Barbie Kjar
Barbie Kjar is an Australian artist and educator, specialising in printmaking and drawing. Her work is included in the permanent collections of the National Gallery of Australia, the National Gallery of Victoria, Tasmanian Museum and Art Gallery, and the Gold Coast City Art Gallery.
Early life and education
Kjar is of Danish heritage on her father's side and Cornish, with Spanish links, on her mother's side. She was born in Burnie, Tasmania and moved to Hobart at the age of 16. As a teen she learned drawing from the Tasmanian portraitist Alan Lester McIntyre.Kjar completed a Bachelor of Fine Arts and Education at the University of Tasmania, Hobart in 1987 and a Masters of Fine Art at RMIT, Melbourne in 2000.
Art practice
Kjar's work is concerned with portraiture, identity, belonging, and narrative.She draws from live models but often brings in iconography from historical narratives or ancient mythology such as the story of Odysseus's journey in Homer's The Odyssey. She says, "I'm interested in narratives. People have lots of stories rumbling around inside them; that sense of history or narrative, having layers, that makes up each person." Her work has been inspired by writers from Homer to Herman Melville, Jorge Luis Borges and Emily Dickinson. Like these writers Kjar's imagery is rarely literal. The four elements of air, fire, water and earth, as well as birds and other animals, have been major themes in her work.Kjar has developed a signature style during her prolific career as an artist. It relies on one well-placed, clean line. Art curator Caroline Field summarises Kjar's work when she says, "It has a spiritual calm and meditative quality. I hope it will just stop people for a moment of reflection whether it’s deeply spiritual or whether it’s just to pause and contemplate. It doesn’t refer to one particular faith, but it speaks to the inner core, to your inner spiritual being."
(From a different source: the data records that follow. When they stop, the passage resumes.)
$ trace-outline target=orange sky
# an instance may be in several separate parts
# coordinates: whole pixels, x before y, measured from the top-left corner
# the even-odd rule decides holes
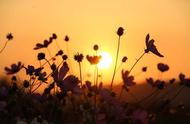
[[[165,55],[164,58],[146,55],[132,74],[140,72],[142,66],[148,66],[149,70],[137,76],[137,80],[151,75],[158,77],[158,62],[170,65],[170,71],[163,78],[176,77],[179,72],[190,76],[189,22],[189,0],[1,0],[0,48],[8,32],[13,33],[14,40],[0,54],[0,73],[3,75],[4,66],[19,60],[25,65],[36,64],[35,44],[52,33],[58,35],[57,41],[63,49],[66,48],[63,38],[69,35],[71,55],[76,52],[92,54],[92,46],[98,44],[100,51],[107,51],[114,57],[116,30],[123,26],[126,30],[119,58],[123,55],[129,58],[124,69],[129,69],[143,52],[147,33],[155,39],[157,48]],[[56,45],[50,49],[54,53]],[[77,72],[77,63],[73,62],[72,65]],[[85,76],[90,66],[86,66],[86,63],[83,65]],[[100,72],[103,73],[103,80],[110,82],[113,67]],[[116,80],[121,80],[120,72]]]

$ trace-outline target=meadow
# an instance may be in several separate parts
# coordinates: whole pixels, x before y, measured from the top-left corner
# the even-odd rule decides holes
[[[118,45],[114,58],[113,75],[108,84],[102,82],[98,64],[104,56],[99,54],[98,44],[92,47],[93,55],[76,53],[69,58],[66,50],[56,41],[53,33],[46,40],[36,43],[38,66],[14,62],[4,70],[7,77],[0,78],[0,123],[1,124],[189,124],[190,100],[188,93],[190,78],[179,73],[172,79],[144,77],[145,82],[138,84],[133,69],[147,54],[164,57],[157,49],[150,34],[145,36],[145,49],[129,70],[118,72],[119,63],[126,63],[124,56],[118,59],[121,37],[125,29],[116,31]],[[13,40],[12,33],[7,34],[5,44],[1,44],[0,54],[6,52],[6,46]],[[69,36],[64,41],[69,43]],[[57,45],[57,53],[51,53],[49,46]],[[43,51],[42,51],[43,49]],[[44,52],[45,51],[45,52]],[[78,63],[79,77],[70,71],[70,60]],[[83,77],[82,63],[88,61],[93,67],[93,80]],[[105,62],[106,63],[106,62]],[[146,73],[142,67],[141,73]],[[169,71],[169,65],[158,63],[160,75]],[[26,78],[18,77],[24,72]],[[122,84],[115,84],[115,75],[120,73]],[[160,76],[161,77],[161,76]],[[43,87],[42,92],[39,88]],[[146,91],[146,92],[145,92]]]

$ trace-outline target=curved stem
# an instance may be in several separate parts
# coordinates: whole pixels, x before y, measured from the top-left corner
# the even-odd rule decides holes
[[[131,71],[133,70],[133,68],[135,67],[135,65],[139,62],[139,60],[145,55],[145,52],[137,59],[137,61],[133,64],[133,66],[131,67],[131,69],[129,70],[129,73],[131,73]]]
[[[41,85],[42,83],[40,82],[40,84],[33,91],[31,91],[31,93],[34,93]]]
[[[113,76],[112,76],[112,80],[111,80],[111,90],[112,90],[112,86],[113,86],[113,81],[114,81],[114,78],[115,78],[115,73],[116,73],[116,69],[117,69],[117,60],[118,60],[118,56],[119,56],[119,46],[120,46],[120,36],[118,38],[118,45],[117,45],[117,54],[116,54],[116,60],[115,60],[115,67],[114,67],[114,72],[113,72]]]
[[[3,52],[3,50],[5,49],[5,47],[7,46],[8,40],[5,42],[5,45],[3,46],[3,48],[0,50],[0,54]]]
[[[185,86],[182,86],[182,87],[177,91],[177,93],[175,94],[175,96],[173,96],[173,97],[170,99],[170,103],[181,93],[181,91],[183,90],[183,88],[185,88]]]
[[[148,96],[142,98],[140,101],[138,101],[138,104],[142,103],[143,101],[145,101],[146,99],[148,99],[149,97],[153,96],[156,92],[158,91],[158,89],[156,89],[155,91],[153,91],[151,94],[149,94]]]

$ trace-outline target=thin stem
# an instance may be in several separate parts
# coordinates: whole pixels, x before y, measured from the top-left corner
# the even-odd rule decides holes
[[[183,88],[185,88],[185,86],[182,86],[178,92],[175,94],[175,96],[173,96],[171,99],[170,99],[170,103],[181,93],[181,91],[183,90]]]
[[[51,63],[45,58],[46,62],[49,64],[50,68],[51,68]]]
[[[42,82],[40,82],[40,84],[32,91],[32,93],[34,93],[41,85],[42,85]]]
[[[129,73],[131,73],[131,71],[133,70],[133,68],[135,67],[135,65],[139,62],[139,60],[145,55],[146,52],[144,52],[138,59],[137,61],[133,64],[133,66],[131,67],[131,69],[129,70]]]
[[[80,71],[80,81],[81,81],[81,87],[82,87],[82,69],[81,69],[81,63],[79,62],[79,71]]]
[[[142,103],[143,101],[145,101],[146,99],[148,99],[149,97],[153,96],[156,92],[158,91],[158,89],[156,89],[155,91],[153,91],[151,94],[149,94],[148,96],[142,98],[138,104]]]
[[[112,86],[113,86],[113,82],[114,82],[114,78],[115,78],[115,73],[116,73],[116,69],[117,69],[117,61],[118,61],[118,56],[119,56],[119,47],[120,47],[120,36],[118,38],[118,45],[117,45],[117,54],[116,54],[116,60],[115,60],[115,67],[114,67],[114,72],[113,72],[113,76],[112,76],[112,80],[111,80],[111,90],[112,90]]]
[[[5,42],[5,45],[3,46],[3,48],[0,50],[0,54],[3,52],[3,50],[5,49],[5,47],[7,46],[8,40]]]

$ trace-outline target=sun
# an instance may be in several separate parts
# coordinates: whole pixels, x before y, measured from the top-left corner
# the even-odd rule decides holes
[[[102,56],[100,63],[98,64],[98,67],[100,69],[107,69],[110,67],[112,63],[112,57],[108,52],[100,52],[100,55]]]

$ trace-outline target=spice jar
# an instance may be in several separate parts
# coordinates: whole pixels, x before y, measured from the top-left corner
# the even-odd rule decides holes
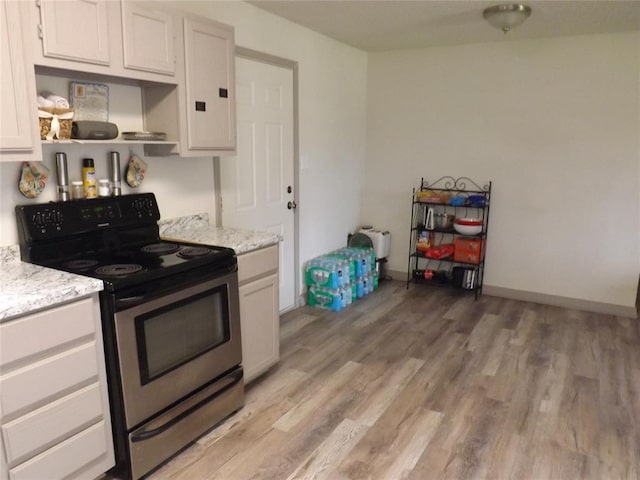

In 2000 Kjar was invited by Annie Greig, the director of Tas Dance, to draw the dancers in rehearsal for Cumulus, choreographed by Chrissie Parrott. The drawings were developed into prints and exhibited at Dick Bett Gallery in Hobart. In 2009 Kjar collaborated with Melbourne-based dance company Chunky Move. She drew the dancers as they rehearsed for their performance Mortal Engine, choreographed by Gideon Obarzanek. The drawings were developed into prints and exhibited at Australian Galleries.